Sunday, April 1, 2012

Transitions Part I

In the early 2000’s I was appointed a Fellow with the Green Institute (http://www.greeninstitute.net/). During that time I studied, analyzed, and wrote about the increasingly intense activity at the intersection of religion, theology, and environment.  Around the same time, I was instrumental in forming the Religion and Conservation Biology Working Group within the Society for Conservation Biology(http://www.conbio.org/workinggroups/Religion/. I am President Emeritus of this organization and an active member.
 NASA Photo
Over the past several decades we have experienced a growing ecological awareness, nationally and internationally, on a number of cultural levels, in many different sectors of society, and in a number of other societies and cultures. Along with this awareness has come an increased anxiety about the ways in which humans impact Earth and its resources and the results of these impacts on human well-being and the well-being of Earth.
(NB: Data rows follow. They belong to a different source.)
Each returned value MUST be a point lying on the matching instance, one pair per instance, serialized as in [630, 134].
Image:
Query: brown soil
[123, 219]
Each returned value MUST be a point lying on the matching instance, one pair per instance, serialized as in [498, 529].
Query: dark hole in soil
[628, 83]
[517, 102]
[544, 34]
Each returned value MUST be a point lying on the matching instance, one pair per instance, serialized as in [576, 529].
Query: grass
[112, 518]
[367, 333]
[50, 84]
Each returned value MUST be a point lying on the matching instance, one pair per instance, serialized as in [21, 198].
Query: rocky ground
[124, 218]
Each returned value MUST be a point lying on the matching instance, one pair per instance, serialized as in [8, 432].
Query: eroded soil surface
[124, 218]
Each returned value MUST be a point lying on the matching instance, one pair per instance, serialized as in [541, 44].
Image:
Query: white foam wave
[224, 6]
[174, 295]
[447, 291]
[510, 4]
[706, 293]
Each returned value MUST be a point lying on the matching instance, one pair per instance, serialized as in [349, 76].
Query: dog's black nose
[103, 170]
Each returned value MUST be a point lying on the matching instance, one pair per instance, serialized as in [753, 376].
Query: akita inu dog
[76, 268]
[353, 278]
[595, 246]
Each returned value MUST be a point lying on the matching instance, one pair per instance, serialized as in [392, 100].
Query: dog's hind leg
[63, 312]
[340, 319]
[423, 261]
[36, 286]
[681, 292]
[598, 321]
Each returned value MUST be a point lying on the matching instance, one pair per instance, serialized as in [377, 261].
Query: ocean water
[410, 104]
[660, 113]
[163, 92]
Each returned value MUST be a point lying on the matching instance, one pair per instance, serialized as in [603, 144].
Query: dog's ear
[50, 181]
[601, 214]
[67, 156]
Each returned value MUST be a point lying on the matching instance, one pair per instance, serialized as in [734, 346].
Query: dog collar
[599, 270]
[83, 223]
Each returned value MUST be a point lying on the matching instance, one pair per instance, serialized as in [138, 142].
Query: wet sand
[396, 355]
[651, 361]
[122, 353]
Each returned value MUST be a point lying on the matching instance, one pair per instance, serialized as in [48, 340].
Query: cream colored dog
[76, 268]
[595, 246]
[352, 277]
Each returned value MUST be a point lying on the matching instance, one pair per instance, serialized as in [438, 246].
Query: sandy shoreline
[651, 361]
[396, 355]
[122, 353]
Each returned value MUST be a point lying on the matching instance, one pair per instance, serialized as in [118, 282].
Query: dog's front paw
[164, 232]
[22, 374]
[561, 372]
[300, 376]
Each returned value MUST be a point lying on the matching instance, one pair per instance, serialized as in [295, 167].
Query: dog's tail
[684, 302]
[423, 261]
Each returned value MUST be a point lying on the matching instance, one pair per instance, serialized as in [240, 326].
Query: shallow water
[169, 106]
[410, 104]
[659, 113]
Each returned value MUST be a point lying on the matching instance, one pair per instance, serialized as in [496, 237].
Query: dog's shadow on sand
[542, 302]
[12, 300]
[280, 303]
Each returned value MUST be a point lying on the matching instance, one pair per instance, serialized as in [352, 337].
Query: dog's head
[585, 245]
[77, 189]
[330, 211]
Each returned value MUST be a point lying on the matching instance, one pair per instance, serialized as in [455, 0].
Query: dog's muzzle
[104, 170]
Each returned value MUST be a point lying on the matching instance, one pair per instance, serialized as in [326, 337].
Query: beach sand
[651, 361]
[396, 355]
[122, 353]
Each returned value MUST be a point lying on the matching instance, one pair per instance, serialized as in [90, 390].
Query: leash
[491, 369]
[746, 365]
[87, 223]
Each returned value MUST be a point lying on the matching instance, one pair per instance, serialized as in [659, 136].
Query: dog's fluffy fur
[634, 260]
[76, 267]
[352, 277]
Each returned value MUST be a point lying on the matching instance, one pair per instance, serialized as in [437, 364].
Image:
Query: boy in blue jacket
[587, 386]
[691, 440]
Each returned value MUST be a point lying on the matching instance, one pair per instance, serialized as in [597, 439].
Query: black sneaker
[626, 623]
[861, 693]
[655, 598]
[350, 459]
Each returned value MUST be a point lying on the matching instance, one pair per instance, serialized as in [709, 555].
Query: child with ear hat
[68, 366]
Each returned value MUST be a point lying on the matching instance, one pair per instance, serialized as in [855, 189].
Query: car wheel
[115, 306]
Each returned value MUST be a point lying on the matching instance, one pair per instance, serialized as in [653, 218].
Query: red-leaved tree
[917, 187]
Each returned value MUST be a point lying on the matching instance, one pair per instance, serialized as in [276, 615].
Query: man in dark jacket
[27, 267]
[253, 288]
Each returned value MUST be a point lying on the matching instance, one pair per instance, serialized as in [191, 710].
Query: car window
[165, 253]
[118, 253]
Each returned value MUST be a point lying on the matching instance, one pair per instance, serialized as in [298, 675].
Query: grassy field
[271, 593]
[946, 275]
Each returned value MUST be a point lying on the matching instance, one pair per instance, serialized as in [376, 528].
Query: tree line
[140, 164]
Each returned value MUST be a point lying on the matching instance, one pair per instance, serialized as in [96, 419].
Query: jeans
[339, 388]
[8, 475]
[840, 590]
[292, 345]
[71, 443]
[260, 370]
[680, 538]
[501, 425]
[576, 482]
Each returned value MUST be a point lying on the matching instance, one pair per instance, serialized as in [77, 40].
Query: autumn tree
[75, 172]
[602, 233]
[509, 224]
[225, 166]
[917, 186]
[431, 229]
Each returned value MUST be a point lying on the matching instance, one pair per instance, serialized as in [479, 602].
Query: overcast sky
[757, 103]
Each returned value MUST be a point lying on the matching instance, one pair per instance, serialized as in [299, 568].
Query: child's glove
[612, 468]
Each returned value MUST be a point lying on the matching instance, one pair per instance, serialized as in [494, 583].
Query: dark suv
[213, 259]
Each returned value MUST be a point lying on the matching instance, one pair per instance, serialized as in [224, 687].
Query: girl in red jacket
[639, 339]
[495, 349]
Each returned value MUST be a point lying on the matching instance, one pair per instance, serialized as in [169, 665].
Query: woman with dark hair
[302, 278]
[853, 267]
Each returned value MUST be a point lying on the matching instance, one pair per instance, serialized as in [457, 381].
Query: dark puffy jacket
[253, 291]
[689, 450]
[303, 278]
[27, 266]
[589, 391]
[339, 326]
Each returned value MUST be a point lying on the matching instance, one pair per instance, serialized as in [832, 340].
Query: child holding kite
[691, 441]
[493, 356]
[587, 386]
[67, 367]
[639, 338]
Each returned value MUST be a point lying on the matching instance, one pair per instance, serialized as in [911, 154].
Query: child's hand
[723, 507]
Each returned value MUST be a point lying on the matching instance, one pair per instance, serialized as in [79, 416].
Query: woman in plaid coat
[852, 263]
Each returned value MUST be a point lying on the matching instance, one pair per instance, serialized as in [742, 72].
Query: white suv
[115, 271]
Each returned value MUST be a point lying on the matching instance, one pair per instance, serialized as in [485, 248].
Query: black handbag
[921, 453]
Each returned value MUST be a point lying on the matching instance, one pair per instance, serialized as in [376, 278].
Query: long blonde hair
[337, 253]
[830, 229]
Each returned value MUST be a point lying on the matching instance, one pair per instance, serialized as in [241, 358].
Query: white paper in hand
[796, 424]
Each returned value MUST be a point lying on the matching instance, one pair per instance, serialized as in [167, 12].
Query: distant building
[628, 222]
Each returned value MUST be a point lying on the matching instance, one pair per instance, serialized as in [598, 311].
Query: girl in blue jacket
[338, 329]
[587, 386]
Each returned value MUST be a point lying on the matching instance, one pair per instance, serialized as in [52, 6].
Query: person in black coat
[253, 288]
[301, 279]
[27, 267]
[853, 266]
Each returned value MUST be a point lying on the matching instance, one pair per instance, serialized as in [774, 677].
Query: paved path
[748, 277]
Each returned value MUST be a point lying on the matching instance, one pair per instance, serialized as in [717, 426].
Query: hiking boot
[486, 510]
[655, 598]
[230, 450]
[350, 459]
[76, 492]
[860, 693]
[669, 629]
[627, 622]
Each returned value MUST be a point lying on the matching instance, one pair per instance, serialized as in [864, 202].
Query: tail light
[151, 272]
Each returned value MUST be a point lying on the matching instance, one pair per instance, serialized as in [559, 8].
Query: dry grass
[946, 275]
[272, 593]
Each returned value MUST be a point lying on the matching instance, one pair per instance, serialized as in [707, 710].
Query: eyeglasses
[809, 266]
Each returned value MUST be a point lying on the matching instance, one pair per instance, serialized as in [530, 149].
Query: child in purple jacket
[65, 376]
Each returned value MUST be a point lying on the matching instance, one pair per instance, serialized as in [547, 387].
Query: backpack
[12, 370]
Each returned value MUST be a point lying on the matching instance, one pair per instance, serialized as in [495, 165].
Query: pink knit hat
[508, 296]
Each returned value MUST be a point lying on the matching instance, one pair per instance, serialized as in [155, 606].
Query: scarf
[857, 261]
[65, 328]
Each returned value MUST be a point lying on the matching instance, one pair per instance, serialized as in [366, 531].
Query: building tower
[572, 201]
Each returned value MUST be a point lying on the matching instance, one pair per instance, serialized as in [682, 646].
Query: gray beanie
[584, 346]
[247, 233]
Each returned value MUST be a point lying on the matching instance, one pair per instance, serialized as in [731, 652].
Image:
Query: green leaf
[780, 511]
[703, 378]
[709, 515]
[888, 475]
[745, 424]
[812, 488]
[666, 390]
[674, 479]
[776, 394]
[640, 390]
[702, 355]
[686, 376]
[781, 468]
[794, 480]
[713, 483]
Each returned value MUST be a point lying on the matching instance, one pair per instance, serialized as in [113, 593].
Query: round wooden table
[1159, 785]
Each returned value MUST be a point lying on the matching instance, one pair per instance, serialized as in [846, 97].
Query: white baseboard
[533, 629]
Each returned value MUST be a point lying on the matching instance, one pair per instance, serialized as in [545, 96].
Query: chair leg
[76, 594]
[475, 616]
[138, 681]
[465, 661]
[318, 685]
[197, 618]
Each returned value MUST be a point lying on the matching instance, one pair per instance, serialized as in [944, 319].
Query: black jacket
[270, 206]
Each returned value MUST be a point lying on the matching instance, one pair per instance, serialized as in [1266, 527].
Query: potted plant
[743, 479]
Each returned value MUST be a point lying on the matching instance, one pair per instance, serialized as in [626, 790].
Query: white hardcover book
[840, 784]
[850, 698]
The first views of an apparently very fragile Earth from space, those incredible pictures call Earthrise taken from the surface of the Moon, the publication of the disturbing book Silent Spring (Carson 1962) and the developing awareness of the impacts of human population increase and climate change, have all worked to establish a perception that the planet faces environment crisis of serious magnitudes.

Other forces were also at work at that time.  The dawning of the Age of Aquarius in the 1960's and 1970's and the influence of the so-called 'new religions' or 'New Age' religions had an increasing role in informing the religious communities in the West of possible links between religion and environment. The evolution of the science of ecology, the development of the interdisciplinary field of conservation biology, and the growing sophistication of the environmental sciences as well as the focus on the plight of an increasing number of species had much to do with raising general and religious consciousness. Anthropological studies contributed to the knowledge that humanity had always been fairly hard on the environment it occupied, often with disastrous results. Sociological studies and a lot of direct observation made it obvious to even the most skeptical that bad environmental choices and practices often fall most heavily on the poor and dispossessed.

All of this activity, and much more, converged to inform and energize the mainline Christian denominations in the West and, increasingly, religions world-wide, at least those that were not already energized. It was, therefore, inevitable that religion and theology would be drawn into growing environmental concerns. The question was, "If we are on the edge of environmental crisis what role, if any, did theology and religion play in the crisis and what role or roles might theology  and religion assume in helping to resolve the crisis?

There were those who placed the blame for environmental degradation directly at the door of religion and theology. The most famous of these accusers was historian Lynne White who, in his 1967 paper The Historical Roots of our Ecological Crisis, (Science, Vol 155:3767, pp 1203–1207) laid the blame squarely at the foot of Western religion, at the door of Christianity.

Regardless of the seat of blame, theology and religion responded. Some responded more than others and some are still in the process of figuring out if they should respond and, if so, how?  Many denominations and sects if the West, as well as Orthodox Christianity, developed formal statements linking their denomination to environmental and Earth care issues.  This is increasingly true for all except the most ultraconservative of those denominations and sects.

The growing interest in the relationship between religion and ecology is nowhere more apparent than the Yale Forum on Religion and Ecology and the earlier efforts of Harvard University's Center for the Study of World Religions to codify these relationships.  The Harvard project has produced a number of books on this subject in what is called the 'Religion and Ecology' series. The academic response has not ended with books and is not limited to Yale or Harvard.  Brilliant scholarship has been presented by a growing number of other scholars.  Some schools now offer lower division course work and advanced degrees in the evolving field of ecotheology. The American Academy of Religion's biannual meetings have specific sections that offer papers in ecological theology and praxis. These session are well attended and present a rich offering of thought linking religion and ecological and environmental issues, across the span of the religions of the world.  The academic effort continues with the recent formation of International Society for the Study of Religion, Nature and Culture and its journal Religion and Nature. Professional societies such as the Society for Conservation Biology, have established working groups to address the relationships between conservation and religion.